The pattern across both Moonshot and DeepSeek is the same: Chinese AI labs that demonstrated technical quality through open‑weight releases are now converting that technical credibility into institutional capital and commercial revenue, following a trajectory similar to what OpenAI and Anthropic executed in 2023 and 2024.
The IPO That Cannot Wait: Lime Files Its S‑1
The week's most consequential public market development was not a funding round but an IPO filing. Lime, the Uber‑backed electric scooter and e‑bike operator, filed its S‑1 with the SEC on May 7 under its corporate name Neutron Holdings, with Goldman Sachs and JPMorgan leading the syndicate and the ticker "LIME" reserved on Nasdaq.
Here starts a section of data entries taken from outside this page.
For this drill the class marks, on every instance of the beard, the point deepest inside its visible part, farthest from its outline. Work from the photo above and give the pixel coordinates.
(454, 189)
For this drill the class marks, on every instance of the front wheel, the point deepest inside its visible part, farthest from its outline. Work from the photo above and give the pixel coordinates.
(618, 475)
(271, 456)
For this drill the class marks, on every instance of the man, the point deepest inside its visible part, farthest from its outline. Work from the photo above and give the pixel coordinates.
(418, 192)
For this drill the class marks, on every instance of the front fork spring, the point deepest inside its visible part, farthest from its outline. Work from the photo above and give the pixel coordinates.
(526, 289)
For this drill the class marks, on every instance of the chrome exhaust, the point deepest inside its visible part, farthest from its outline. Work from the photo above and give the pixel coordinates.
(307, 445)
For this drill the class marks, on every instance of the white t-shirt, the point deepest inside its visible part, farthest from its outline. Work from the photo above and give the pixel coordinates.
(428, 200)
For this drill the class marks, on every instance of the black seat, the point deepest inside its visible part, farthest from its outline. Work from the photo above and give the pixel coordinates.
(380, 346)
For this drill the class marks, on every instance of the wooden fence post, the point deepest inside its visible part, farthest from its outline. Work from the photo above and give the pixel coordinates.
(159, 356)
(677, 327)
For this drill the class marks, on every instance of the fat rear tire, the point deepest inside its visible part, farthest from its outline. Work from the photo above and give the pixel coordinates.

After years of hints and preparation, the Uber‑backed electric bike and scooter rental startup Lime has filed for an initial public offering. The company, which is incorporated as Neutron Holdings, Inc., has eyed the public markets for at least five years.
Lime posted a 29% rise in revenue to $886.7 million and a loss of $59.3 million in 2025.
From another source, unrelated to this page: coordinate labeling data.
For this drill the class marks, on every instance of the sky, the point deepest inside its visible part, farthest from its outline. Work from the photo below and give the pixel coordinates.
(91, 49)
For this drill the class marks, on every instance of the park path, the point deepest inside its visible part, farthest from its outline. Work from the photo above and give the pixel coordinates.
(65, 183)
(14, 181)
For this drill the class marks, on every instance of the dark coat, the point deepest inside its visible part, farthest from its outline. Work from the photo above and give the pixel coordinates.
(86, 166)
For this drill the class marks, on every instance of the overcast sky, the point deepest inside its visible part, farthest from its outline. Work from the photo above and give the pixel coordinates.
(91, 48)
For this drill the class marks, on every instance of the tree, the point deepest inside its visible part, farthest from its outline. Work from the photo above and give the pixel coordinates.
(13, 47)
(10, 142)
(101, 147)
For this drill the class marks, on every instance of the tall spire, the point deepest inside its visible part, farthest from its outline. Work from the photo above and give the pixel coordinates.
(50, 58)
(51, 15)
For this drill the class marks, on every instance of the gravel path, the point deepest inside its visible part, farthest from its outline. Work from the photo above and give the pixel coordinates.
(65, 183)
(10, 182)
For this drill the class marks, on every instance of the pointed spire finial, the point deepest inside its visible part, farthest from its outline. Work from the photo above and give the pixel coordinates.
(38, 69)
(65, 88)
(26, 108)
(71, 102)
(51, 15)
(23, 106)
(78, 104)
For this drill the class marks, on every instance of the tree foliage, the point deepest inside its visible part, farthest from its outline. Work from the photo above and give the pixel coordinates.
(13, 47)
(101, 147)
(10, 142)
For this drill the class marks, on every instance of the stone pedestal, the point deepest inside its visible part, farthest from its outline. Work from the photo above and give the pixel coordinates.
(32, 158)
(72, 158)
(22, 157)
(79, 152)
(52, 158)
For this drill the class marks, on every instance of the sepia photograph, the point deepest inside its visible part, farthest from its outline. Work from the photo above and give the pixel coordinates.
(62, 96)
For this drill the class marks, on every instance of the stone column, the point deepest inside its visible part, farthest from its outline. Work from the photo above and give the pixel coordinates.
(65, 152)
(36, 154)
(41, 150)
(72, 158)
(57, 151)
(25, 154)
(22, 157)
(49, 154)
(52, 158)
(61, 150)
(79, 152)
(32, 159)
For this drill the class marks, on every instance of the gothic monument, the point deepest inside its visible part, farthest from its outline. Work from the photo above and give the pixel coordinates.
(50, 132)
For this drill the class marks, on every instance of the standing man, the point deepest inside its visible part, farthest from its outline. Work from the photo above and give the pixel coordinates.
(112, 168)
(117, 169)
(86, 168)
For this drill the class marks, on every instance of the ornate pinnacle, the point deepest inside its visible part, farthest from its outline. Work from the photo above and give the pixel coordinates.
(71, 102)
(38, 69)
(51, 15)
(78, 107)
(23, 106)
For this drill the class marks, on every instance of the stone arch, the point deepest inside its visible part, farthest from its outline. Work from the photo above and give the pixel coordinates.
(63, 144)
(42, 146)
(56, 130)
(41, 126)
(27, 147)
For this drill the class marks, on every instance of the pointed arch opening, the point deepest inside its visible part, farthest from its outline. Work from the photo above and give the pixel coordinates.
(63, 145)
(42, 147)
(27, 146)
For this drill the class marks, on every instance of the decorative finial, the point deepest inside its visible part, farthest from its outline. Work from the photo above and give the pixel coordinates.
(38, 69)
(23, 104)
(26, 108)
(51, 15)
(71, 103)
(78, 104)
The disclosure that changes the IPO calculus is a going‑concern warning. Lime reported around $1 billion in current liabilities in the filing. Roughly $846 million of that is due 12 months from now. About $675.8 million is due by the end of 2026. The company wrote that it does not have "sufficient liquidity" to pay that. With $261 million in cash on March 31, the IPO is not optional. It is the mechanism for resolving a debt maturity timeline that the company's existing cash position cannot cover.
Renaissance Capital estimates the offering could raise approximately $250 million. Whether that is sufficient to service $846 million in near‑term obligations depends on additional financing arrangements that the S‑1 does not yet specify. The business itself, 3.8 million monthly active users, 325,000 vehicles, $7.47 revenue per vehicle per day, is operationally sound. The debt structure is the constraint, and the roadshow will need to make that case persuasively.
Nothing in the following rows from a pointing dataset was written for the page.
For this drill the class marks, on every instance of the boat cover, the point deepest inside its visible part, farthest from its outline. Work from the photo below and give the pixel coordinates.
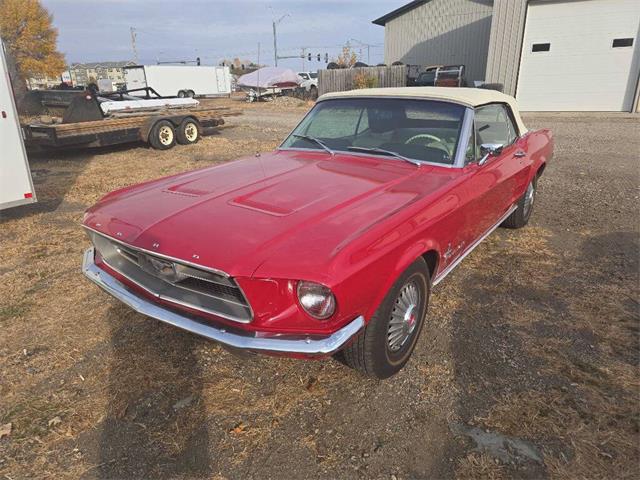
(268, 77)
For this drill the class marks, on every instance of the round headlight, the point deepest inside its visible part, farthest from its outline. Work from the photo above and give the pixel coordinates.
(317, 300)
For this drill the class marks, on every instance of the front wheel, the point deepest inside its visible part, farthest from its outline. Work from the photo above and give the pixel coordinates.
(520, 216)
(388, 340)
(188, 132)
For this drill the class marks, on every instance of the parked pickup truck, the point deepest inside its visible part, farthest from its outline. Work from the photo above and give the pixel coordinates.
(331, 244)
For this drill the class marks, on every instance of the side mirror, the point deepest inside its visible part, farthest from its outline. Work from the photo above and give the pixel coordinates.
(489, 150)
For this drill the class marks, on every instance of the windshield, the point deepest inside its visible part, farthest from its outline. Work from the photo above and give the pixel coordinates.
(424, 130)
The Week's Signal for Founders and Investors
The pattern across every major deal from May 5 through May 10 is the same one that has defined 2026 since January: the highest valuations and the largest checks are going to companies that own a critical layer of the AI stack, serve it as infrastructure rather than a feature, and have demonstrated that other companies cannot easily build without them.
RadixArk is infrastructure. Prior Labs is infrastructure. Ramp is financial infrastructure. Pit, at its best, is operational infrastructure. Sierra is the customer experience infrastructure layer. Moonshot is model infrastructure for an ecosystem of applications that will be built on top of it.
The companies raising at nine and ten figure valuations are not, with rare exceptions, the companies with the most impressive product demos. They are the companies that other companies are paying for as operational necessities rather than discretionary additions. In the AI era, infrastructure is not a sector. It is the strategy.